CS 5246 - Text Processing and the Web

Updated on Tue Mar 20 01:34:27 GMT-8 2007 - Corrected what items to turn in.

Homework #2 - Single Document Summarization for Scientific Papers

In this assignment, you will be developing a generic (i.e., non-query based) single document summarization system for the same scientific documents in the cs 5246 scientific document collection. As you are dealing with the same input corpus, the same notes apply to this corpus, namely, that semi-structure can be often be recovered and that the input is noisy.

You will have to decide whether you want to construct an extractive or an abstractive summarization system. The evaluation criteria for both types of systems will be different; see below in the grading criteria.

Note that the textual input to your system will be one of the text files in the 5246 corpus. However, unlike the original documents, the input fed to your system will NOT include any abstracts, keywords and/or general terms.
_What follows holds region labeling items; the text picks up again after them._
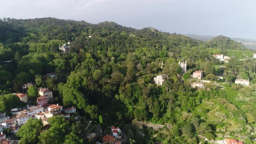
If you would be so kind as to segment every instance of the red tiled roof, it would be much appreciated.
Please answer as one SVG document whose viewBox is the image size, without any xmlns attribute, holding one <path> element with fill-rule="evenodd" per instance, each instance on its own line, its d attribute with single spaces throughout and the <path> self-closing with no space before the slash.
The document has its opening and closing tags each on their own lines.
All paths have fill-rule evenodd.
<svg viewBox="0 0 256 144">
<path fill-rule="evenodd" d="M 43 101 L 47 99 L 47 97 L 46 97 L 46 96 L 41 96 L 37 98 L 36 98 L 36 101 Z"/>
<path fill-rule="evenodd" d="M 118 141 L 115 142 L 114 144 L 121 144 L 122 142 L 120 141 Z"/>
<path fill-rule="evenodd" d="M 5 134 L 0 134 L 0 137 L 3 137 L 5 136 Z"/>
<path fill-rule="evenodd" d="M 15 95 L 16 95 L 18 96 L 19 98 L 23 98 L 25 96 L 26 96 L 26 94 L 25 94 L 17 93 L 17 94 L 15 94 Z"/>
<path fill-rule="evenodd" d="M 28 116 L 29 116 L 25 114 L 24 113 L 20 113 L 16 116 L 16 118 L 20 118 L 27 117 Z"/>
<path fill-rule="evenodd" d="M 75 107 L 71 107 L 71 108 L 69 108 L 64 109 L 63 111 L 72 110 L 74 109 L 75 108 Z"/>
<path fill-rule="evenodd" d="M 105 142 L 111 141 L 112 141 L 114 139 L 115 139 L 115 137 L 113 137 L 111 136 L 108 135 L 107 135 L 105 136 L 102 138 L 102 140 Z"/>
<path fill-rule="evenodd" d="M 2 121 L 1 123 L 2 124 L 5 124 L 5 123 L 7 123 L 10 122 L 14 122 L 14 118 L 11 118 L 11 119 L 8 119 L 7 120 L 6 120 L 4 121 Z"/>
<path fill-rule="evenodd" d="M 237 140 L 235 139 L 225 139 L 225 141 L 226 144 L 244 144 L 242 141 Z"/>
<path fill-rule="evenodd" d="M 39 112 L 37 114 L 37 115 L 44 115 L 44 113 L 43 112 Z"/>
<path fill-rule="evenodd" d="M 203 72 L 203 71 L 196 71 L 194 72 L 194 73 L 202 73 Z"/>
<path fill-rule="evenodd" d="M 10 128 L 11 131 L 17 131 L 20 128 L 20 127 L 16 126 L 15 127 L 10 127 Z"/>
</svg>

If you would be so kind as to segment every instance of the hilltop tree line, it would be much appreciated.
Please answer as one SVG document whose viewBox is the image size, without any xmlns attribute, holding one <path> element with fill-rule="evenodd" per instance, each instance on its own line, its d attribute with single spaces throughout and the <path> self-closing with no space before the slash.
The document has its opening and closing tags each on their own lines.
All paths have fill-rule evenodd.
<svg viewBox="0 0 256 144">
<path fill-rule="evenodd" d="M 222 36 L 203 42 L 152 28 L 138 30 L 113 22 L 92 24 L 52 18 L 3 19 L 0 20 L 0 33 L 3 34 L 0 36 L 0 61 L 12 61 L 0 65 L 3 93 L 20 92 L 22 84 L 32 82 L 35 89 L 45 87 L 52 90 L 54 102 L 75 106 L 87 119 L 99 123 L 100 117 L 100 123 L 105 127 L 121 126 L 135 119 L 171 124 L 168 131 L 171 136 L 166 137 L 166 143 L 197 143 L 201 140 L 197 134 L 209 139 L 215 136 L 220 121 L 205 121 L 194 111 L 203 99 L 225 99 L 226 95 L 211 84 L 206 85 L 204 90 L 190 88 L 188 79 L 193 72 L 203 70 L 205 79 L 210 80 L 223 76 L 228 82 L 236 78 L 256 82 L 256 60 L 238 59 L 252 57 L 253 52 Z M 69 40 L 72 42 L 70 52 L 63 53 L 59 46 Z M 229 56 L 231 59 L 223 64 L 213 56 L 215 54 Z M 183 78 L 178 76 L 182 70 L 178 62 L 182 59 L 187 60 L 188 69 Z M 43 76 L 53 72 L 57 79 Z M 162 86 L 153 81 L 158 74 L 169 75 Z M 231 112 L 234 117 L 242 118 L 245 125 L 254 123 L 248 118 L 251 115 L 238 109 Z M 227 117 L 216 115 L 220 119 Z M 51 125 L 54 130 L 55 124 Z M 31 140 L 21 132 L 18 135 L 24 143 L 48 144 L 65 135 L 65 141 L 72 138 L 74 134 L 67 134 L 70 129 L 65 128 L 53 140 L 46 138 L 53 132 L 50 129 L 40 134 L 35 131 L 33 134 L 36 136 Z M 129 131 L 127 138 L 131 138 L 131 143 L 153 141 L 153 138 L 136 137 L 135 129 Z M 148 131 L 144 132 L 150 133 Z M 230 134 L 237 135 L 234 131 Z"/>
</svg>

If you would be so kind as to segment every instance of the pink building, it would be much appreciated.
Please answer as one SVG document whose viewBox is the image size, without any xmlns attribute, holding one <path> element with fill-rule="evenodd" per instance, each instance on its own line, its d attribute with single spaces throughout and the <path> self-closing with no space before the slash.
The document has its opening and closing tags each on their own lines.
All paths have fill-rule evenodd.
<svg viewBox="0 0 256 144">
<path fill-rule="evenodd" d="M 46 96 L 41 96 L 37 98 L 36 101 L 38 105 L 44 105 L 48 103 L 48 98 Z"/>
</svg>

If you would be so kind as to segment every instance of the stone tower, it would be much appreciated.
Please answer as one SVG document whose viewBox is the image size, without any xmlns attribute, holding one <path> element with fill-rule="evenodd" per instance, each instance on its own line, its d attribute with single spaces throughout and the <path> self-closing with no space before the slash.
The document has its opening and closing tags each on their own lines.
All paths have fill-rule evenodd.
<svg viewBox="0 0 256 144">
<path fill-rule="evenodd" d="M 184 61 L 182 60 L 182 62 L 180 61 L 179 62 L 179 65 L 182 69 L 182 75 L 187 72 L 187 60 Z"/>
</svg>

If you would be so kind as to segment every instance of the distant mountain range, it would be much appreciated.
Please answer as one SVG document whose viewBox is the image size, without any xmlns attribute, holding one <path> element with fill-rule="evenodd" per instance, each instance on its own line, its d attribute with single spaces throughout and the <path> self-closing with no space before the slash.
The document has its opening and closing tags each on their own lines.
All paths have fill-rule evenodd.
<svg viewBox="0 0 256 144">
<path fill-rule="evenodd" d="M 205 42 L 211 40 L 216 37 L 216 36 L 203 36 L 194 34 L 184 34 L 184 35 L 193 39 L 201 40 Z M 230 39 L 236 42 L 241 43 L 247 48 L 253 50 L 256 50 L 256 39 L 234 38 L 230 38 Z"/>
</svg>

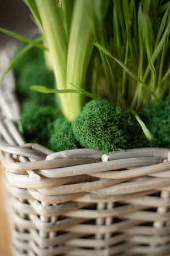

Thanks to your midterm feedback, this homework may be done in pairs or individually. There will be no differentiation in grading for assignments done in pairs or individually. Note that if you do this assignment as a team, you are responsible for making sure the workload is balanced between both members. I will not be involved in balancing workload between team members. Please read the notes on grading again if you have any concerns. If you do the assignment as team, you should concatenate both your matric numbers together joined by an underscore ('_') in your submission.

What to turn in

You will upload an X.zip (where X is your matric ID, where all letters are in uppercase) archive by the due date, consisting of the following four sets of items. Note that I do not want to know who you are, with respect to grading assignments, so it is important that you try not to reveal your identity in your submission. Please follow the below instructions to the letter.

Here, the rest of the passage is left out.